My wife is in DC for the weekend–you really don’t care about any of this, do you?  A guy weekend.  Home alone, or home lonely–this is my 12-step program, you have to invent your own.  Wearing those boxers with all the holes–stop laughing.  The perfect weekend for football, but there are no games.  It will probably all come down to a Clint Eastwood festival with cigars, body counts, and scratching.  “Are you feeling luck today?”

I was excited to learn yesterday that a Harvard psychiatrist and teacher reads the bolg.  However, now I’m afraid that these little missives could wind up as case studies in Abi-normal psych 101–so you think you know healthcare?

Once again you’ve gotten me off track.  On a personal note…

We are all consumers of healthcare.  We are it’s customers.  Without us healthcare doesn’t exist.  Rule number one in any business–Never reform the customers.

Missed that one, didn’t they?  Here’s my thought on this–the audience took a collective sigh, and many of those at the back of the theater were seen sneaking away.

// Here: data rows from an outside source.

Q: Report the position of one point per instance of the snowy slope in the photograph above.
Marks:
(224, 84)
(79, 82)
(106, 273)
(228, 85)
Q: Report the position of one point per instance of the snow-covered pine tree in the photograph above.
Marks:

What is one of the most important factors for individuals when it comes to healthcare?  You may disagree, but I think it comes to choice.  The patient having the right to choose.  The right to exercise some control, even if it isn’t real.  I think a lot of the uproar about reform has to do with people not wanting to lose what little control they have.

It’s difficult to believe you even have the right to assert yourself when you think your life may be on the line.  Laying in the back of the ambulance I knew I wasn’t having a stellar day.  Those who say your life passes before you are wrong, what passes before you is the life not yet lived.

From the back of the ambulance, one has more control over who is going to cut their hair than they have over who is going to do their heart.  When you’re flat on your back, the perspective is that the only things that may be left is your right to choose.

That’s a tad too somber for a Sunday, so let’s all fast forward.